From the bridges people pointed to the cold factory chimneys sticking up against the crimson sunset like the devil's fingers.

The factories shut down.

The workers joined the food detachments, or went to the villages.

Grass began to show green between the paving stones.

Dasha did not go out every day, and then only in the morning, to the market where unscrupulous Finns extorted two pairs of trousers for a sack of potatoes.

Red Army men were seen with increasing frequency on the markets, where shots fired into the air dispersed the survivors of the bourgeois system—the Finns with their potatoes, and the ladies with their bundles of men's clothes and window-curtains.

It became more difficult every day to get food.

Sometimes the situation was saved by Matte himself, always ready to give tinned food and sugar in exchange for antiques.

Dasha ate as little as possible, to save herself trouble.

She got up early every day.

When she had thread she would sew, at other times she would take up some book published in 1913 or 1914, anything to stave off thought. But mostly she sat at the window, thinking—or rather allowing her thoughts to revolve around a dark spot.

Her recent spiritual upheaval, her despair, her misery, seemed now to be nothing but a kind of inert lump in her brain, a remnant of illness.

She had grown so thin she might have been taken for a girl of sixteen.

Indeed, she felt as if she had become a girl again, but without her girlish lightness of spirits.

Summer was passing.

The white nights were drawing in, and the sun set gloomily over Kronstadt.

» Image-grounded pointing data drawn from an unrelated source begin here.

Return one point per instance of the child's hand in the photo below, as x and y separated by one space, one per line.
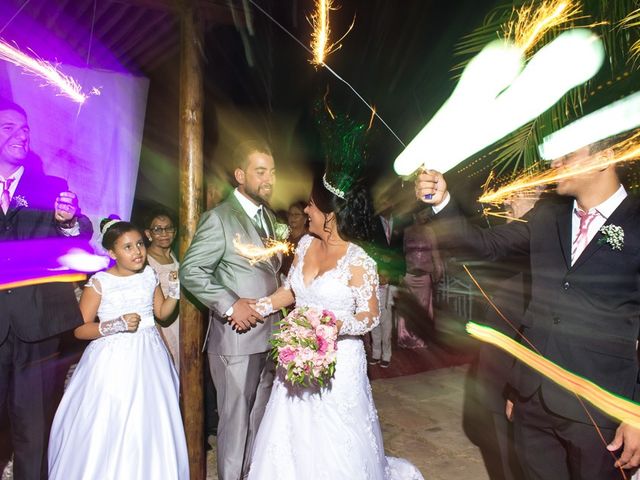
132 319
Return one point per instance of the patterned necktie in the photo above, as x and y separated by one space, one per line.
5 197
258 219
582 239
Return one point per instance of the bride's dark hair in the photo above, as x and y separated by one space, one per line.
354 213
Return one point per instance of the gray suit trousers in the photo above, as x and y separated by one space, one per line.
243 384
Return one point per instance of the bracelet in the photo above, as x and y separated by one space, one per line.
264 306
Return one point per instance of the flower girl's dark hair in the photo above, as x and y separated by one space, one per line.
113 228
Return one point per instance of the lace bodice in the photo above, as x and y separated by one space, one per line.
349 290
121 295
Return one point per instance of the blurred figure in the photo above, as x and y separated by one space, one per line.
487 390
424 270
297 221
161 232
387 252
32 206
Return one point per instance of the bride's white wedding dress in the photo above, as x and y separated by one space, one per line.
329 433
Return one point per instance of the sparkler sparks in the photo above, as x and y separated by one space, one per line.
44 70
257 254
620 408
625 151
531 22
632 21
321 34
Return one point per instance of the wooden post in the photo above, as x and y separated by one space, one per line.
192 324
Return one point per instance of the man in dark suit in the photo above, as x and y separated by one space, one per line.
583 313
33 206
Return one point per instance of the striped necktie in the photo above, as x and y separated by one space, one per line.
5 197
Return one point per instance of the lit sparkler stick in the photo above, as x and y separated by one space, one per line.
617 407
531 22
333 72
495 95
257 254
44 70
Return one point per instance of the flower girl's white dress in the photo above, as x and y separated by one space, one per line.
119 417
331 433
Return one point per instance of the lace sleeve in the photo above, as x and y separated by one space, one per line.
363 283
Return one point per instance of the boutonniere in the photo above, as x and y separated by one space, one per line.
282 231
20 201
613 235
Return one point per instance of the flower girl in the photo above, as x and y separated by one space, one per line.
119 417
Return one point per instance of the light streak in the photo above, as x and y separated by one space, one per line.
321 33
489 213
626 151
495 95
333 72
531 22
617 407
44 70
257 254
620 116
66 277
632 21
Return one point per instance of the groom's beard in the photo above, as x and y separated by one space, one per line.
262 198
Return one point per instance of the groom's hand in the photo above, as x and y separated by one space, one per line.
244 317
629 438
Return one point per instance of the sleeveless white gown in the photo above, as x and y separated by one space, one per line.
329 433
119 417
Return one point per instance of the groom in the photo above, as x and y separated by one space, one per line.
222 279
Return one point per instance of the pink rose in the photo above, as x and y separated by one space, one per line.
327 313
286 355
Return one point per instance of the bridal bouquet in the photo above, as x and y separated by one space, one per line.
306 346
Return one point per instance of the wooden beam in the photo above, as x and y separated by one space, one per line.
213 11
191 134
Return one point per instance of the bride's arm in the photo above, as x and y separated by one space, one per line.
364 287
283 297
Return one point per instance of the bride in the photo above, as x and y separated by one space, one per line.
333 432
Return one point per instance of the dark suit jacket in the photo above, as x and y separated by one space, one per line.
583 317
39 311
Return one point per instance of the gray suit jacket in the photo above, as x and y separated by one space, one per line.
217 275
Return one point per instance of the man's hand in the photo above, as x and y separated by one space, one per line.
244 317
430 187
66 207
629 438
508 410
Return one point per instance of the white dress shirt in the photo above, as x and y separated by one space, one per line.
604 211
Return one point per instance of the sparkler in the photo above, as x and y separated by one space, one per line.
44 70
530 23
257 254
321 34
632 21
626 151
618 407
495 95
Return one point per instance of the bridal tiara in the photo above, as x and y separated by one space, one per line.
336 191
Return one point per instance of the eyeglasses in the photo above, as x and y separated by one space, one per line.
161 230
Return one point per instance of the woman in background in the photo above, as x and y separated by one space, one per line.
297 221
161 232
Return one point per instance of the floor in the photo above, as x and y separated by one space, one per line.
421 421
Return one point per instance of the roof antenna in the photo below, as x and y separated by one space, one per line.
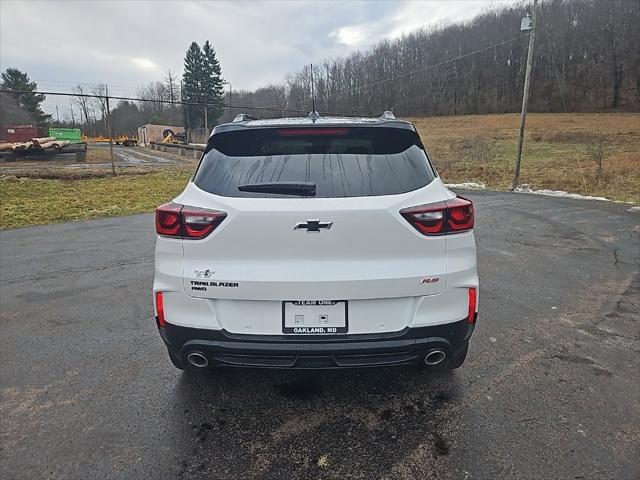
313 115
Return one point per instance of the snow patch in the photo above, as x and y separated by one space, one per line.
524 188
466 186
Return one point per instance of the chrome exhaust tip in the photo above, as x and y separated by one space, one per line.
435 357
197 359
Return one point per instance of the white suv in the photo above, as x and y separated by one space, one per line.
316 243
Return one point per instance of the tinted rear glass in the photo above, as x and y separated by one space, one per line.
342 162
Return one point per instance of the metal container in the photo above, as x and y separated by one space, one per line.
73 135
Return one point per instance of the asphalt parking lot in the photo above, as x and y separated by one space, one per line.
551 387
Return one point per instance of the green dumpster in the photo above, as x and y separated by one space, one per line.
73 135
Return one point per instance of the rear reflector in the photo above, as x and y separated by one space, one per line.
290 132
175 220
472 315
160 310
441 218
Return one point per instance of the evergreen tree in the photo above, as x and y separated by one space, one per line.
14 79
212 83
192 86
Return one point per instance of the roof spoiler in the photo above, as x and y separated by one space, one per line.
243 117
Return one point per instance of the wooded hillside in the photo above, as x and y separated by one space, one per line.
587 58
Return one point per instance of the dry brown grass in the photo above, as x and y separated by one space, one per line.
481 148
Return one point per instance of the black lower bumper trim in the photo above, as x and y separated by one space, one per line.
306 352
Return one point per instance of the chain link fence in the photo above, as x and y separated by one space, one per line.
94 134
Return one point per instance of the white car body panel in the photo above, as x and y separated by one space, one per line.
371 257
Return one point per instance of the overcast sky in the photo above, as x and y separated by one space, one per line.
126 44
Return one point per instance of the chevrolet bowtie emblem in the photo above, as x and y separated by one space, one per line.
313 226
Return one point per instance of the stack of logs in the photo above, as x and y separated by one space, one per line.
36 144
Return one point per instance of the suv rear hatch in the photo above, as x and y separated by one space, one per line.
312 213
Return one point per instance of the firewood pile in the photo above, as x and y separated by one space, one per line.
35 145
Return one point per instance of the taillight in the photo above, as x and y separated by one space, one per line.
472 315
440 218
175 220
160 309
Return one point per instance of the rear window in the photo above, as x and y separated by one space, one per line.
342 162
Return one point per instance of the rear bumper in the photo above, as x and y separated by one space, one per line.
408 346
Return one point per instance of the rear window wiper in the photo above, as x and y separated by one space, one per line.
304 189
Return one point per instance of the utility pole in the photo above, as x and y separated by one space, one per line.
525 95
113 165
73 120
170 80
206 120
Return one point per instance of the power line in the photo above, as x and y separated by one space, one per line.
187 103
444 62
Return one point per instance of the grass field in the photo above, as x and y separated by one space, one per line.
559 154
560 151
28 201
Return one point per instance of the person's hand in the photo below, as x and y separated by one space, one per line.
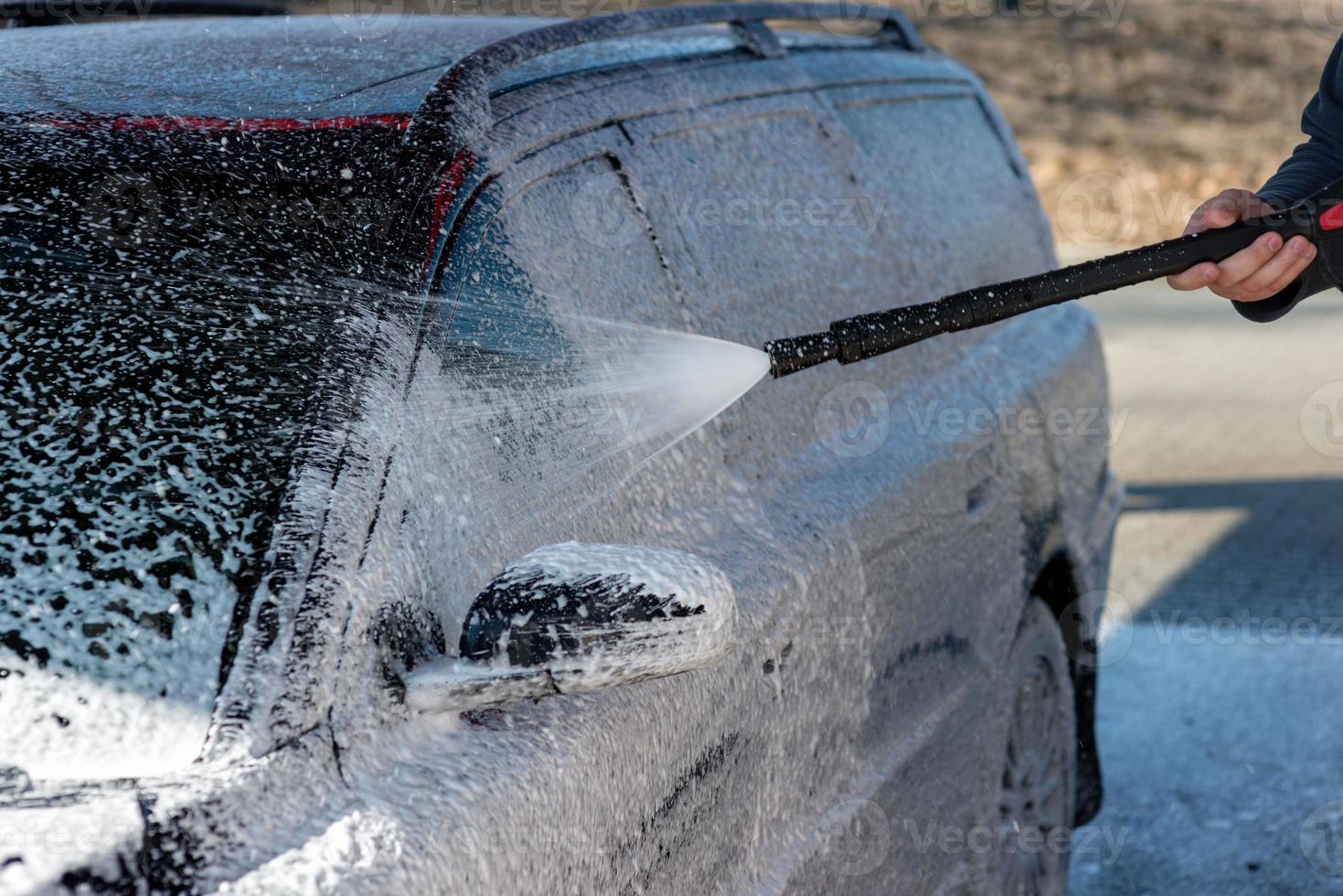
1263 269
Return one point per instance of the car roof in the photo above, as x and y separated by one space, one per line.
306 66
317 66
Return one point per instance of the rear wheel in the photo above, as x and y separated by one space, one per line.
1039 761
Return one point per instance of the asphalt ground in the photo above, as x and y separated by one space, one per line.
1220 710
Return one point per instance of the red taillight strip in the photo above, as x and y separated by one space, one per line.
443 195
398 121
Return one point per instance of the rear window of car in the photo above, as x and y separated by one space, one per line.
148 411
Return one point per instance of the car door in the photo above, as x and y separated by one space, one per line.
535 272
782 214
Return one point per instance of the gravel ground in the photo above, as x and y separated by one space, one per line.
1220 720
1131 112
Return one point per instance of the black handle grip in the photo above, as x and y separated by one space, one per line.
867 335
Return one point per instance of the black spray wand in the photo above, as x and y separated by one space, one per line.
855 338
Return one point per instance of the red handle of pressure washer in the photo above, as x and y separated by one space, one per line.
855 338
1319 218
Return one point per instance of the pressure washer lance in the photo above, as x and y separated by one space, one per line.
855 338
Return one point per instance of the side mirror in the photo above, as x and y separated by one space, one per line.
575 617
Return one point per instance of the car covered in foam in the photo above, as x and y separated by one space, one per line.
280 614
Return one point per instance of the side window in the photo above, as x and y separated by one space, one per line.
571 246
767 212
953 191
517 423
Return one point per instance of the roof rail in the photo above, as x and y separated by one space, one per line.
457 108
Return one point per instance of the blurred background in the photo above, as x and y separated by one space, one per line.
1219 696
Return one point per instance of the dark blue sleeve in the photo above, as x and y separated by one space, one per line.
1319 160
1312 165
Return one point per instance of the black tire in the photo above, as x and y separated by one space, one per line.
1037 759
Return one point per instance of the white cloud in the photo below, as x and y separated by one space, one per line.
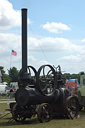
55 27
51 44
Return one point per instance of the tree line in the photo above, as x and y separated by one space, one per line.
12 75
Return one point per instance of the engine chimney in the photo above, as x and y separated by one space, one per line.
24 39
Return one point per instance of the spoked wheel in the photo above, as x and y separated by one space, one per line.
72 107
44 112
46 80
17 114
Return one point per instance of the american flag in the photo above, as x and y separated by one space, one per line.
14 53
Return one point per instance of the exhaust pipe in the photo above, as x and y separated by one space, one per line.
24 39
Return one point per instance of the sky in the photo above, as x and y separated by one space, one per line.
56 33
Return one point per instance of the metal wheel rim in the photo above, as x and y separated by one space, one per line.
44 113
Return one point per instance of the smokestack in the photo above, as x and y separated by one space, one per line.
24 39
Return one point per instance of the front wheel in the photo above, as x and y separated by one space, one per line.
44 112
72 107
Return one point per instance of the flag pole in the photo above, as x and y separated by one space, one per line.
11 59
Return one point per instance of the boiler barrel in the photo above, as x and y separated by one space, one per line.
26 96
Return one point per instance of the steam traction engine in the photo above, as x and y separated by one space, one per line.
41 92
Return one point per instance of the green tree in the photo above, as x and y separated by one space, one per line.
13 74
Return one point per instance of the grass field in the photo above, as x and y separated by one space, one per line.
34 123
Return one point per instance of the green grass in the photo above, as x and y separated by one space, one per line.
34 123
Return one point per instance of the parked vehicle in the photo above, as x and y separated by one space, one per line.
81 91
72 85
4 89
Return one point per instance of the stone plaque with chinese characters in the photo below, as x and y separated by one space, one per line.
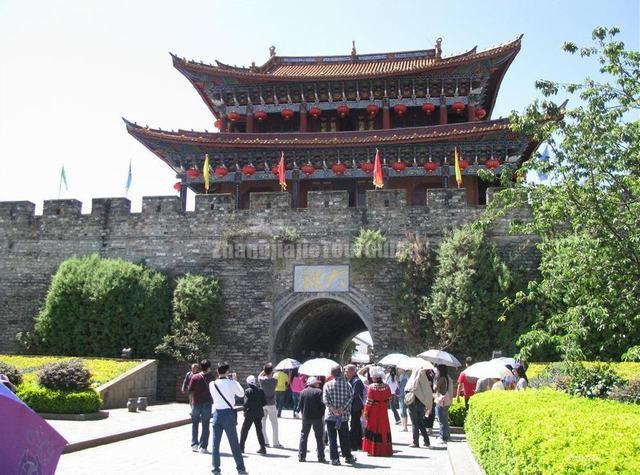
321 278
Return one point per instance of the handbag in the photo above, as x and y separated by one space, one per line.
235 415
409 398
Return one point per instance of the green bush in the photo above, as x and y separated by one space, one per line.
549 432
628 392
11 372
632 354
457 413
66 375
41 399
96 307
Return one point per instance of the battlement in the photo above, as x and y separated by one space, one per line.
216 204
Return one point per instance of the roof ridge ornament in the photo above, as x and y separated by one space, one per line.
438 48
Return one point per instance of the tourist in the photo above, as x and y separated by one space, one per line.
268 383
357 405
223 391
282 379
297 386
483 384
419 399
8 384
403 377
466 385
312 410
201 408
392 382
254 402
337 396
443 399
523 381
195 368
377 433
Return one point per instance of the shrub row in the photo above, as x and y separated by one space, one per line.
41 399
549 432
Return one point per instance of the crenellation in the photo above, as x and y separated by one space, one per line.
154 205
328 199
377 199
61 208
269 200
101 207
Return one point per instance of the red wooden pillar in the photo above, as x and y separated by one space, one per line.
443 110
386 115
249 128
303 119
471 112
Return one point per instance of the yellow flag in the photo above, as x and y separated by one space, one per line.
456 162
205 173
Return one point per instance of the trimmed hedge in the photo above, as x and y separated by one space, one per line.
102 370
59 401
549 432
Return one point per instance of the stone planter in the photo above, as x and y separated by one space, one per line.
132 404
142 403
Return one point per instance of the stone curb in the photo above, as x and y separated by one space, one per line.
89 416
109 439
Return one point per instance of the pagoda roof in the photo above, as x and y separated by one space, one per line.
314 68
217 140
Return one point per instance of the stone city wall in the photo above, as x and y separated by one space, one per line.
253 251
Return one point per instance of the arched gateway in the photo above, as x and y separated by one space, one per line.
319 324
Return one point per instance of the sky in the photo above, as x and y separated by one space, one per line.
71 69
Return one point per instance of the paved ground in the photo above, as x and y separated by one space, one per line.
168 452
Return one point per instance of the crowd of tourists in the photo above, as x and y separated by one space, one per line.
347 410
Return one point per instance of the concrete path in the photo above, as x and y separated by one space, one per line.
168 451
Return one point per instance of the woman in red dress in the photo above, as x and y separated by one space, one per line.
377 433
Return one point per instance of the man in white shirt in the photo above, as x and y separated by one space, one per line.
224 391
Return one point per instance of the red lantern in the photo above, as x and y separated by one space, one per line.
492 163
248 169
398 166
400 109
307 169
428 108
339 168
372 110
480 113
367 167
221 171
430 166
457 106
315 112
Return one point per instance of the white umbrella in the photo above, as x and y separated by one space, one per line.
392 359
287 363
504 360
317 367
440 357
412 362
487 369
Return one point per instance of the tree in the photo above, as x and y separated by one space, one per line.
588 218
96 307
469 284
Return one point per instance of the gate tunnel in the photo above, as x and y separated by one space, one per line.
321 328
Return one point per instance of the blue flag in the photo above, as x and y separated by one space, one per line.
128 185
544 158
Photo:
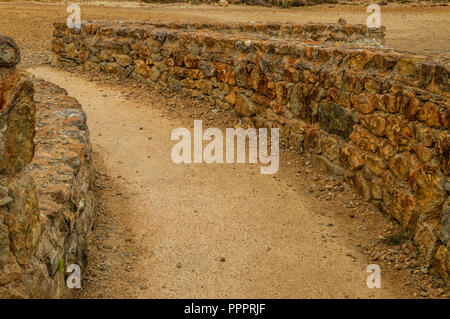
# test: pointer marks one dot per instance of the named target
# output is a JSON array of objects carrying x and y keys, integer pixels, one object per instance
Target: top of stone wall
[
  {"x": 320, "y": 32},
  {"x": 9, "y": 52}
]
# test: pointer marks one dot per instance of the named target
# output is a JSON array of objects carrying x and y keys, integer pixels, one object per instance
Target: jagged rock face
[
  {"x": 17, "y": 121},
  {"x": 379, "y": 117},
  {"x": 46, "y": 200}
]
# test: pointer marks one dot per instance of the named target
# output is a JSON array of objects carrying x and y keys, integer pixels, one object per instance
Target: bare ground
[
  {"x": 223, "y": 230},
  {"x": 422, "y": 28}
]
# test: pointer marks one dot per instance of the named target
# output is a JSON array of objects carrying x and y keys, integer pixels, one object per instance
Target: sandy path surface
[
  {"x": 421, "y": 28},
  {"x": 207, "y": 231}
]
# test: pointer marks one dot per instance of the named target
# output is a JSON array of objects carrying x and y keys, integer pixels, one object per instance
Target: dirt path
[{"x": 204, "y": 231}]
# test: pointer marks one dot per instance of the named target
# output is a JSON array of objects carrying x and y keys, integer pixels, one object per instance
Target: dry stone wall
[
  {"x": 46, "y": 199},
  {"x": 377, "y": 117}
]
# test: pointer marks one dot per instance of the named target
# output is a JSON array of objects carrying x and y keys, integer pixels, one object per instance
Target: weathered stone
[
  {"x": 445, "y": 222},
  {"x": 428, "y": 189},
  {"x": 404, "y": 208},
  {"x": 335, "y": 119},
  {"x": 4, "y": 244},
  {"x": 382, "y": 114},
  {"x": 123, "y": 60},
  {"x": 429, "y": 113},
  {"x": 362, "y": 186},
  {"x": 442, "y": 262},
  {"x": 244, "y": 106},
  {"x": 9, "y": 52},
  {"x": 22, "y": 218},
  {"x": 425, "y": 237},
  {"x": 365, "y": 103},
  {"x": 376, "y": 124},
  {"x": 16, "y": 140},
  {"x": 351, "y": 158}
]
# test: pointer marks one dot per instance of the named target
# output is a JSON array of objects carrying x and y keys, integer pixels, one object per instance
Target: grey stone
[
  {"x": 335, "y": 119},
  {"x": 4, "y": 244}
]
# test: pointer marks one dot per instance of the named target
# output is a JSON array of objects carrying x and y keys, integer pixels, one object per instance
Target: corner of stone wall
[{"x": 47, "y": 204}]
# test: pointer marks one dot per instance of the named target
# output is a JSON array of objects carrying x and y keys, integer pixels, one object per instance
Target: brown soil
[
  {"x": 167, "y": 230},
  {"x": 223, "y": 230}
]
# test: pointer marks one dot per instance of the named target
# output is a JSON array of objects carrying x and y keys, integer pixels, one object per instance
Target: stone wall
[
  {"x": 46, "y": 201},
  {"x": 377, "y": 117}
]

There was an extensive view from the open window of the fifth floor— abandoned streets, on which the shades of night were descending, the dark windows of the houses.

No lights were lit.

The footsteps of a passer-by were seldom heard.

"What next?" wondered Dasha.

"When will this state of paralysis be over?"

It would soon be autumn, the rain would come, the chill wind would howl over the rooftops again.

There was no wood.

Her winter coat was sold.

Perhaps Ivan Ilyich would return.... But that would only mean the same old wretchedness, the dim red glow of the lamps, a useless existence.

Oh, to find the strength to shake off this paralysis, to leave this house in which she was buried alive, to get away from this dying town!

Then surely something new would happen....

It was the first time for a whole year that Dasha had allowed herself to think of "something new."

Catching herself in the thought, she was moved and agitated, as if reflections from some radiant expanse, like those which had once warmed her on a Volga steamer, had suddenly appeared through the curtain of hopeless misery.

Then came days of regret for Ivan Ilyich. She began to pity him in a new way, like a sister, remembering with tenderness his patient care, his imperturbable, innocuous good nature.

One day she went to the bookshelf and hunted out the three white volumes of Bessonov's poems, those receptacles of utterly burned-out memories.

She read them before the dark fell, in the stillness, with swallows darting past the window like black arrows.

In the poems she found the words of her own grief, her loneliness, the dark wind which would one day whistle over her grave.... Giving herself up to reverie, Dasha wept.